The 1922 Labour Party leadership election was the first leadership election for the posts of chairman and leader of the Parliamentary Labour Party. Previously the position had been simply the "Chairman of the Parliamentary Labour Party".

The election took place when the incumbent chairman J. R. Clynes was challenged by the former leader Ramsay MacDonald. MacDonald opposed the way Clynes led the party.

== Candidates ==

- John Clynes, incumbent leader of the Labour Party, Member of Parliament (MP) for Manchester Platting
- Ramsay MacDonald, former leader of the Labour Party, MP for Aberavon

==Result==
Ramsay MacDonald was elected in a single ballot of Labour MPs on 14 December.

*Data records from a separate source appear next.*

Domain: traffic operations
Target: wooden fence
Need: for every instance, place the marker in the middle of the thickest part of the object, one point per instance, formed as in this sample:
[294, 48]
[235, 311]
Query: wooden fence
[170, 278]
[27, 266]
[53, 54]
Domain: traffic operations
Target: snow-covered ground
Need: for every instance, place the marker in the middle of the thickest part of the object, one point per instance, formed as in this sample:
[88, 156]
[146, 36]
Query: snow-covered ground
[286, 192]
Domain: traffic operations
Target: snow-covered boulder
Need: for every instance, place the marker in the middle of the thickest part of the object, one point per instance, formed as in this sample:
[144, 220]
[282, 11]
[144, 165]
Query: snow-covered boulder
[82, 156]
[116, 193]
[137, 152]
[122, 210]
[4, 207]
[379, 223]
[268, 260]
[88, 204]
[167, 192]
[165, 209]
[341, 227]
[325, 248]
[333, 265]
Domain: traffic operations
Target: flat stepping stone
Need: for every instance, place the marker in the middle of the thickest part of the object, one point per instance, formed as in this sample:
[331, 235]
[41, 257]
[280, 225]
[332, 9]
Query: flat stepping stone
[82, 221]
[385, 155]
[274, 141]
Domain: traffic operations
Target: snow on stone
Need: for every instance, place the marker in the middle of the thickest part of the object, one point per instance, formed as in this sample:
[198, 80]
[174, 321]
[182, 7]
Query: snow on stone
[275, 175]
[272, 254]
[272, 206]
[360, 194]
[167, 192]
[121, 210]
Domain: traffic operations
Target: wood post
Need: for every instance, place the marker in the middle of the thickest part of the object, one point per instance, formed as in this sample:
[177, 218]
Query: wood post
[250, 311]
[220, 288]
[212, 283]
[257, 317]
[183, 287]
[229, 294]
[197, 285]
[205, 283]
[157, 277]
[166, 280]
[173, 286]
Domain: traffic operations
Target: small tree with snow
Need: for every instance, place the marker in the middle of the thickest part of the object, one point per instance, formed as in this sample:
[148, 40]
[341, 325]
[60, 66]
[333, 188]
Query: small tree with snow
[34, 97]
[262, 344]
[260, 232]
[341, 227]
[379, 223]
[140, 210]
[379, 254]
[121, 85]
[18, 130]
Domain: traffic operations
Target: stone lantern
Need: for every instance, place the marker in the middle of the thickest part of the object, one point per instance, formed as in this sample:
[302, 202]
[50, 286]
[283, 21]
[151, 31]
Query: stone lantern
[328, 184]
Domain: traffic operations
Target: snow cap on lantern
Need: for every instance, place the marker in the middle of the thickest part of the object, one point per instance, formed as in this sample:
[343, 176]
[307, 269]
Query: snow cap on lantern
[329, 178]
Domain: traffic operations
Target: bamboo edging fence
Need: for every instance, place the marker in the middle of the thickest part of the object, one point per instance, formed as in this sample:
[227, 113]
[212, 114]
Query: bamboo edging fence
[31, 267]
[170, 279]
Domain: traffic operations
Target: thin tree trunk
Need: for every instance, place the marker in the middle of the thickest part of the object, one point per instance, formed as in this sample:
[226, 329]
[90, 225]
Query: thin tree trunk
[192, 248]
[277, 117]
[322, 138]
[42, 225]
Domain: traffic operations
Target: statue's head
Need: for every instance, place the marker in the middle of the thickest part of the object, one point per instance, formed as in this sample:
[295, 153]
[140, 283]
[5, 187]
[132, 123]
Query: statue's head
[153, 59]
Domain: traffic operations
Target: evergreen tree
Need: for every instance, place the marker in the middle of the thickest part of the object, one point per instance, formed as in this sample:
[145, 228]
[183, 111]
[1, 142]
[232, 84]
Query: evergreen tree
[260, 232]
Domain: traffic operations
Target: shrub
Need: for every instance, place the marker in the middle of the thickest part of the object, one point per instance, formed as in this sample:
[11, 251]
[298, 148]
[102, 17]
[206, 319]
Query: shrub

Only ballot: 21 November 1922
| Candidate | Votes | % |
| Ramsay MacDonald | 61 | 52.14 |
| J. R. Clynes | 56 | 47.86 |
| Majority | 5 | 4.28 |
| Turnout | 117 | 82.39 |
Ramsay MacDonald elected

== Aftermath ==
Following the election Clynes was given the newly created office of deputy leader of the Labour Party. As Labour leader, MacDonald became prime minister in 1924 and from 1929 to 1931, at which point he became head of a National Government that was opposed by the bulk of the Labour Party. He was succeeded as party leader by Arthur Henderson. MacDonald was subsequently expelled from the party. In 1932, George Lansbury became leader unopposed, as one of the few experienced Labour MPs left in Parliament, but trades union opposition to his pacifism led to his resignation in 1935 and replacement by his deputy Clement Attlee. A month later Attlee was challenged in a new election.